On Thu, Jan 29, 2015 at 08:27:20PM +1100, Alexey Kardashevskiy wrote:
> This makes use of the new "memory registering" feature. The idea is
> to provide the guest ability to notify the host kernel about pages which
> are going to be used for DMA. Having this information, the host kernel
> can pin them all, do locked pages accounting and not spent time on
> doing that in real time with possible failures which cannot be handled
> nicely in some cases.
> 
> This adds a memory listener which notifies a VFIO container about memory
> which needs to be pinned/unpinned.

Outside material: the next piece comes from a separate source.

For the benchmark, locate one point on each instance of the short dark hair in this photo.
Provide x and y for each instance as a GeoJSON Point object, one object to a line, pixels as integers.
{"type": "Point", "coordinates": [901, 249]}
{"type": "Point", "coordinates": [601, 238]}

VFIO MMIO regions are skipped.
> 
> Signed-off-by: Alexey Kardashevskiy <a...@ozlabs.ru>
> ---
>  hw/vfio/common.c              | 99 
> ++++++++++++++++++++++++++++++++++++++++++-
>  include/hw/vfio/vfio-common.h |  3 +-
>  2 files changed, 100 insertions(+), 2 deletions(-)
> 
> diff --git a/hw/vfio/common.c b/hw/vfio/common.c
> index cf483ff..c08f9ab 100644
> --- a/hw/vfio/common.c
> +++ b/hw/vfio/common.c
> @@ -485,6 +485,99 @@ void vfio_listener_release(VFIOContainer *container)
>      memory_listener_unregister(&container->iommu_data.type1.listener);
>  }
>  
> +static int vfio_mem_register(VFIOContainer *container,
> +                             void *vaddr, ram_addr_t size)
> +{
> +    struct vfio_iommu_type1_register_memory reg = {
> +        .argsz = sizeof(reg),
> +        .vaddr = (__u64)(uintptr_t)vaddr,
> +        .size = size,
> +    };
> +    long ret = ioctl(container->fd, VFIO_IOMMU_REGISTER_MEMORY, &reg);
> +
> +    DPRINTF("(%u) %s %u: va=%lx size=%lx, ret=%ld\n", getpid(),
> +            __func__, __LINE__, reg.vaddr, reg.size, ret);
> +
> +    return ret;
> +}
> +
> +static int vfio_mem_unregister(VFIOContainer *container,
> +                               void *vaddr, ram_addr_t size)
> +{
> +    struct vfio_iommu_type1_unregister_memory reg = {
> +        .argsz = sizeof(reg),
> +        .vaddr = (__u64)(uintptr_t)vaddr,
> +        .size = size,
> +    };
> +    long ret = ioctl(container->fd, VFIO_IOMMU_UNREGISTER_MEMORY, &reg);
> +
> +    DPRINTF("(%u) %s %u: va=%lx size=%lx, ret=%ld\n", getpid(),
> +            __func__, __LINE__, reg.vaddr, reg.size, ret);
> +
> +    return ret;
> +}
> +
> +static void vfio_ram_region_add(MemoryListener *listener,
> +                                MemoryRegionSection *section)
> +{
> +    VFIOContainer *container = container_of(listener, VFIOContainer,
> +                                            iommu_data.type1.ramlistener);
> +    hwaddr end;
> +    Int128 llend;
> +    void *vaddr;
> +
> +    if (!memory_region_is_ram(section->mr) ||
> +        memory_region_is_skip_dump(section->mr)) {
> +        return;
> +    }
> +
> +    llend = int128_make64(section->offset_within_address_space);
> +    llend = int128_add(llend, section->size);

Does this need an add TARGET_PAGE_SIZE-1 in order to make it round up
to a page boundary, rather than truncate to a page boundary?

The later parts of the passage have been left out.